Libreria delle donne di Bologna, 11 aprile 2024. Federica Timeto e Valentina Greco presentano il libro Animali si diventa edito da TAMU (2024)

“Veniamo accusati di voler essere sempre migliorə, più bravə, deditə ad una sorta di ascetismo. Per me è esattamente il contrario. Per me essere vegana è calarmi nella carne del mondo e non ucciderla, è entrare in dialogo con altri corpi, è anche vivere di ibridazioni. Quindi altro che purezza, è esattamente il contrario della purezza. Laddove invece, per esempio, l’antispecismo universalista, razionalista e o anche legalista, che è anche una cosa che critico, è quello più attento alla questione dei diritti. L’antispecismo sta stretto nel discorso della legge e infatti deve fare delle incursioni anche fuori legge. … Il linguaggio della legge presuppone l’umano universale ed è un discorso fondato sul modello dell’umano, per di più universale, che sappiamo cosa significa. È l’umano marcato: bianco, proprietario, etero normato eccetera eccetera.
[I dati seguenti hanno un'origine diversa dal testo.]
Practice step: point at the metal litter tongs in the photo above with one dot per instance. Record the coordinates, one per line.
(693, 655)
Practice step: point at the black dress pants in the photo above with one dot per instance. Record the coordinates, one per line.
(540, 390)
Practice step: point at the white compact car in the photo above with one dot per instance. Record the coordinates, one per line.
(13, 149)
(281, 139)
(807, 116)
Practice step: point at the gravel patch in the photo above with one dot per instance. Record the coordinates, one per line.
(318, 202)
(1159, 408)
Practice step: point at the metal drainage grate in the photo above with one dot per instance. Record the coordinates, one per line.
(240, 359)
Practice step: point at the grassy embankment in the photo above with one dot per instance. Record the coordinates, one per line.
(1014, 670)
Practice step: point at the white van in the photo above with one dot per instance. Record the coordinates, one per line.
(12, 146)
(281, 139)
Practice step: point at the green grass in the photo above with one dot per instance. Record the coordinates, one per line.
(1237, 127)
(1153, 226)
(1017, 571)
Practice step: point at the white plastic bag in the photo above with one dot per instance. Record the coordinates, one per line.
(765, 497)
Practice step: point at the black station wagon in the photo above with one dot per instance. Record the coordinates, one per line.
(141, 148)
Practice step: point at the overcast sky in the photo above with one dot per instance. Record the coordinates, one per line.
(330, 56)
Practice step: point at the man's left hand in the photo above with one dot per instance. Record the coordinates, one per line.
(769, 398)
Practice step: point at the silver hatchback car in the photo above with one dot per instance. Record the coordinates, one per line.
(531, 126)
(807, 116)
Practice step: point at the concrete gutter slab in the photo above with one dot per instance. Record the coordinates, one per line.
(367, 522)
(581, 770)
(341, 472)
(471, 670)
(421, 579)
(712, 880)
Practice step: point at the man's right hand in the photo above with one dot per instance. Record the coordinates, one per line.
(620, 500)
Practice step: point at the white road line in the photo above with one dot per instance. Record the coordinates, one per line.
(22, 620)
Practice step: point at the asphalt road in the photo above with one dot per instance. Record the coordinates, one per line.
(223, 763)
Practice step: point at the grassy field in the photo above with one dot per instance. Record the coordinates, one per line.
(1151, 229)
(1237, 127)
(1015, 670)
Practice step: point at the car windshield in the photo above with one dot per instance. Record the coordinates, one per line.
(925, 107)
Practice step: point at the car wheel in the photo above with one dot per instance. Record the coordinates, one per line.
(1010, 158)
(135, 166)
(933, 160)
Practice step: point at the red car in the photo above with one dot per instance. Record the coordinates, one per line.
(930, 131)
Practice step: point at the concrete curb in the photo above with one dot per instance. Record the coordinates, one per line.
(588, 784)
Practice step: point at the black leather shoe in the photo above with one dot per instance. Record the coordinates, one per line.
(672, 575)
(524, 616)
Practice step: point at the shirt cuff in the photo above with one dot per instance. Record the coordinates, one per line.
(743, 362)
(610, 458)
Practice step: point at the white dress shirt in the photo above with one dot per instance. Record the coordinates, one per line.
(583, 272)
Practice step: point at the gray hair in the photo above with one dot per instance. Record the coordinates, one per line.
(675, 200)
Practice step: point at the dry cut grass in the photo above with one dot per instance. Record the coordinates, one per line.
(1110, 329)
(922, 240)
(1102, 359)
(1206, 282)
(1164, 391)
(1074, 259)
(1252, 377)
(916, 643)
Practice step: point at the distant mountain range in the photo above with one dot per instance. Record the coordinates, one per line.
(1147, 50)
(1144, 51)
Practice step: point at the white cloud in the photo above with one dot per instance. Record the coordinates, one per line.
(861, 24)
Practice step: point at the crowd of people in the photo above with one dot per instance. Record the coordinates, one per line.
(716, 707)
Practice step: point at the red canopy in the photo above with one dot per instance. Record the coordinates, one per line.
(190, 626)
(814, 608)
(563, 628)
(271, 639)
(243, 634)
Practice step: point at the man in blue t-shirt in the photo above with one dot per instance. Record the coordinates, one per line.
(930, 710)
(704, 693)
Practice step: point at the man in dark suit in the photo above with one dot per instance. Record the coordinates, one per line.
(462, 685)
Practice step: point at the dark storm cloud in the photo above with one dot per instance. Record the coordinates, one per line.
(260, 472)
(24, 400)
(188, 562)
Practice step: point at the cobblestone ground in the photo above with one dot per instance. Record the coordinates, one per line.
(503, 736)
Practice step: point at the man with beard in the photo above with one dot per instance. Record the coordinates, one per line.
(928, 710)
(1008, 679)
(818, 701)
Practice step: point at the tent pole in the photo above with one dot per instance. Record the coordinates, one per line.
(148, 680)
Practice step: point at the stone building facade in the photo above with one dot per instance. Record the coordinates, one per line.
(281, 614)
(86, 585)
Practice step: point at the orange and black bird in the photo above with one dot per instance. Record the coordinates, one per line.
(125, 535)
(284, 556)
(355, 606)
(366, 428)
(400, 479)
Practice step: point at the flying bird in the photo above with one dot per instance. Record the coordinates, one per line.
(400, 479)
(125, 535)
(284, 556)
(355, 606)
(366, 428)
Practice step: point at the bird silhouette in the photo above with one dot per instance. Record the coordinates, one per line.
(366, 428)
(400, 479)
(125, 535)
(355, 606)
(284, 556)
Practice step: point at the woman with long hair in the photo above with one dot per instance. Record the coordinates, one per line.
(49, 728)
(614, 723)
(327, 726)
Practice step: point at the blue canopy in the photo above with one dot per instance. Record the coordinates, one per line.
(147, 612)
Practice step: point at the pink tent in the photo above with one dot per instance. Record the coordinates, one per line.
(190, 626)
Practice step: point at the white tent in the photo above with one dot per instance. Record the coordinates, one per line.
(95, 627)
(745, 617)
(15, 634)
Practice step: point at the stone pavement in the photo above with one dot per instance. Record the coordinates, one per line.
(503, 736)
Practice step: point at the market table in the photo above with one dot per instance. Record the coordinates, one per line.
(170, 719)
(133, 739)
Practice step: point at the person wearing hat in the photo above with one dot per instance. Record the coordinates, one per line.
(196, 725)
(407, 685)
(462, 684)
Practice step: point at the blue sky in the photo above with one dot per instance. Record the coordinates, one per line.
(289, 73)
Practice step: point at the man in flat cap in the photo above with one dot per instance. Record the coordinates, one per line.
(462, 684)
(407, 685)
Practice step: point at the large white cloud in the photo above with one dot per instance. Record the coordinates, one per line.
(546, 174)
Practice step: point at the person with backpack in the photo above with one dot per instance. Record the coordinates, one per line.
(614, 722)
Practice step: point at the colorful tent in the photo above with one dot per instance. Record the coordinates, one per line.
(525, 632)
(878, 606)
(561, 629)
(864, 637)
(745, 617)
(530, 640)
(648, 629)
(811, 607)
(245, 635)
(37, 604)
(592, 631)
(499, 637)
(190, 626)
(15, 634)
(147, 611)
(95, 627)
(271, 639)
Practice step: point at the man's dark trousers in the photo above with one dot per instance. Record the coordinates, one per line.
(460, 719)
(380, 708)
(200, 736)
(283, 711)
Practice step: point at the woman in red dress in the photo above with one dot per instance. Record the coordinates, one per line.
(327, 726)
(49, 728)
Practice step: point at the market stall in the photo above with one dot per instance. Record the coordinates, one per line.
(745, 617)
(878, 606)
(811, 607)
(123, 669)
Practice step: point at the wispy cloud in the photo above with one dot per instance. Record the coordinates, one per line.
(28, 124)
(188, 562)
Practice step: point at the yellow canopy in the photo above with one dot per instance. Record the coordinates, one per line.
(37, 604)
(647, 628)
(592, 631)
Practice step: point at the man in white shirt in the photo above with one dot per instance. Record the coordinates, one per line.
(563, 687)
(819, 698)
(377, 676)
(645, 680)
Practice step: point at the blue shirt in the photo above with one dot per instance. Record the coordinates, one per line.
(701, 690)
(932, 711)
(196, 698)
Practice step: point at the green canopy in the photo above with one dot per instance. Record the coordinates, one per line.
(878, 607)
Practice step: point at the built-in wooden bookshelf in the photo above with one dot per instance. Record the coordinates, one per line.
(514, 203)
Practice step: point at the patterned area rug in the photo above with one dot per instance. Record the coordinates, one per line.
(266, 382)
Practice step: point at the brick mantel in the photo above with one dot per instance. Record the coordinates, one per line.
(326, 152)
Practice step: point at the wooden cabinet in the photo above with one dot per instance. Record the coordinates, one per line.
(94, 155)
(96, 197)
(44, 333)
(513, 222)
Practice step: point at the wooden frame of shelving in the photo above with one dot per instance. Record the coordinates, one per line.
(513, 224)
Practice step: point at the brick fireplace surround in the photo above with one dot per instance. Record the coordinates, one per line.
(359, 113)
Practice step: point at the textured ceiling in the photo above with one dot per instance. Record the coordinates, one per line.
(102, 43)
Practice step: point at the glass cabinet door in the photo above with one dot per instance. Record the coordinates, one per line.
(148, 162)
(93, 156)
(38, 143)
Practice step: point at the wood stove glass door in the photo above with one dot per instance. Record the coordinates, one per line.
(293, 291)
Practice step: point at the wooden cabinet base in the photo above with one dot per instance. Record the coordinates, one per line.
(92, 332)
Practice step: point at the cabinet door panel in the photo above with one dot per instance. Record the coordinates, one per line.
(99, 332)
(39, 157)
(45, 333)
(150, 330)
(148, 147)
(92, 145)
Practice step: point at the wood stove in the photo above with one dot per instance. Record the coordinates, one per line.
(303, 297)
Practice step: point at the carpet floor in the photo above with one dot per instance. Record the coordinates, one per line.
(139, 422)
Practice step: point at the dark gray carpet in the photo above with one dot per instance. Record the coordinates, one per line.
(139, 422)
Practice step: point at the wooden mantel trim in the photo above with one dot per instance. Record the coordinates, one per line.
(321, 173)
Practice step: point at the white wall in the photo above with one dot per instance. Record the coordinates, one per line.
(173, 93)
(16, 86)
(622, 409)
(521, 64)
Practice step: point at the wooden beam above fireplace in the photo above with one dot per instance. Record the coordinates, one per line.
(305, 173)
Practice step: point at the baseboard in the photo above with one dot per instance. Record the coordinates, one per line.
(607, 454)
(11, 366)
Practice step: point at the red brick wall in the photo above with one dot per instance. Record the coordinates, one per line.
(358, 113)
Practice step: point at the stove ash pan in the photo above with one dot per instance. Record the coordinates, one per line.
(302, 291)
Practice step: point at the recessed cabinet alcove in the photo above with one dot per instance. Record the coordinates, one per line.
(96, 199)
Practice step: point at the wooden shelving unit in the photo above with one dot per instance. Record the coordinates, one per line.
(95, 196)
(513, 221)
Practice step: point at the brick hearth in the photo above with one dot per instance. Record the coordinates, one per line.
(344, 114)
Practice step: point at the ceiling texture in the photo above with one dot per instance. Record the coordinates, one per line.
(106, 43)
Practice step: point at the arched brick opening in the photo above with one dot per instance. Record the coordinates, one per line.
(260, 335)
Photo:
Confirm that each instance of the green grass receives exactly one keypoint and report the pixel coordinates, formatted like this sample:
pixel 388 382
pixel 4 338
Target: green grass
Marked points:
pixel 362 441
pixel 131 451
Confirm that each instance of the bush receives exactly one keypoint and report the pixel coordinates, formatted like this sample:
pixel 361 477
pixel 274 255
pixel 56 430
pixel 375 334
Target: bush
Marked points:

L’antispecismo è un modo di porre le questioni teoriche e il discorso della legge. Praticare l’antispecismo è una continua ibridazione, tra i pensieri, tra la teoria e la prassi, tra i corpi, tra relazioni di vario tipo, tra differenze. È proprio il mescolamento. È la gioia del mescolamento della complessità.

È anche un modo per superare lo scoglio del linguaggio che appartiene soltanto agli umani ma sappiamo benissimo che i non-umani o gli altri dall’umano hanno linguaggi ed è necessario mettersi in ascolto!
Ed è ciò che ho fatto quella notte del 25 luglio: il mio corpo si è proprio squadernato, si è messo in ascolto dell’ambiente cioè ho sentito tutto su di me. Ho sentito le cose viventi ormai non più viventi che esulavano dai confini del mio corpo. A questo punto la scrittura è diventata una sorta di veicolo, quindi non una proprietà ma una sorta di lavoro di ragionamento, di studio.

Vorrei che nelle mie parole abitassero anche altre forme di linguaggio e di comunicazione, che non sono verbali, ma che noi sentiamo. Basta toccare un altro da noi che non è umano e sentiamo che ha tanto da dirci e sappiamo anche capirlo.
Siccome abbiamo il linguaggio capiamo il mondo … mentre sappiamo benissimo che non è così! Spesso il linguaggio verbale non ci fa capire neanche gli altri umani. Questo presuppone un’uniformità che è fuori da ogni idea ed è veramente grave.”